Volviendo a Cuca y el pollo, los propósitos del Lechuga actual son menos colectivistas que cuando se estrenó en 2006 con las peripecias de Pepe, uno de esos tantos cubanos que mató el hambre con agua con azúcar y que tras la posibilidad de saciar su hambre se lanza a una competencia ciclística que otorgará como trofeo un diploma y un pollo. Esta es la historia que cuenta a modo de fábula comunista Cuca y el pollo en la que, parodiando una de esas tantas iniciativas estatales que fueron habituales durante el "Periodo Especial", Lechuga se inspira para satirizar la realidad y la sociedad cubana de ese momento.

Un amigo me contó que en aquellos años en ExpoCuba se hacían colas de horas para, llegado el momento, pegar los ojos al cristal de una vitrina y deleitarse con un plato de arroz amarrillo con camarones que —sin estar a la venta—  se exhibía como parte de las ofertas de esparcimiento y recreativas del centro.  

Lechuga es un cineasta que en sus últimas películas se ha distanciado del humor, pero creo que no debería alejarse demasiado como para olvidarlo. Ese chucho inteligente, innato en él, lo condujo a jugar al director de cine mudo y a encontrar en sus recursos expresivos la caligrafía idónea para representar el absurdo —cada vez más común— y contradictoriamente coherente de una sociedad que espanta y divierte, casi con la misma intensidad.

En Cuca y el pollo todo es tremendamente artificial pero curiosamente no deja de ser realista. Es como una de esas reuniones de los CDR en las que todo el mundo juega a un juego que ya se acabó, pero que por miedo a las represalias se continúa el teatro.

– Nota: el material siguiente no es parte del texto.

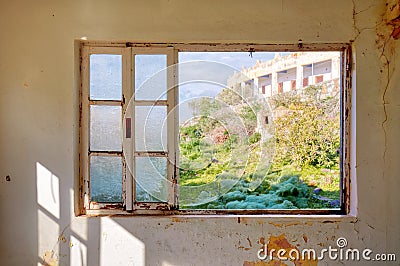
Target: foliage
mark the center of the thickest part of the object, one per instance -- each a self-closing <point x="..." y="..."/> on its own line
<point x="255" y="137"/>
<point x="229" y="97"/>
<point x="307" y="144"/>
<point x="309" y="133"/>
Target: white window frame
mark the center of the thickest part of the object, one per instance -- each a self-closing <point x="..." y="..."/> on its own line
<point x="128" y="50"/>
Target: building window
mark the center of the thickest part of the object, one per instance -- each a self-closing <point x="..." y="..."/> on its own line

En esta comedia subyace una verosimilitud con la realidad cubana que es extremadamente perturbadora, un acercamiento irónico a la macabra idea de tener que adaptarse constantemente. Hay un proverbio chino que reza: "Regala un pescado a un hombre y le darás alimento para un día, enséñale a pescar y lo alimentarás para el resto de su vida". El final de este cortometraje muestra que muchos cubanos prefieren que les sigan regalando el pescado, que irónicamente se convirtió en pollo.

La rapiñería, el chismoseo, la doble moral, el sálvese quien pueda y el sacrificio inútil, son algunos de esos comportamientos cubanos que conviven armoniosamente en esta joyita mordaz, ejemplo de forma y contenido que ha sido eficazmente fotografiada por Justo Fuentes, editada por Ismael de Diego y sonorizada por Esteban Bruzón.  Con Alexis Díaz de Villegas —que parece salido de una película silente de Enrique Díaz Quesada—  al frente de un elenco que reúne tanto a actores y actrices profesionales como amigos del barrio, el casting de Cuca y el pollo en su conjunto evidencia que en esta ocasión Lechuga eligió a la persona ideal para representar cada uno de los roles.

Quisiera apuntar también que "Cine Cubano en Cuarentena", la iniciativa impulsada por José Luis Aparicio y Katherine Bisquet,  es un buen ejemplo para darnos cuenta que no necesitamos del permiso de alguien para encontrar para nuestro cine un espacio de difusión.  El cine cubano tiene en el mundo virtual su espacio de choque con la verdad, con su público natural y con una audiencia global. Ahora la tarea es ver cómo conseguimos que esa plataforma sea solvente para los realizadores.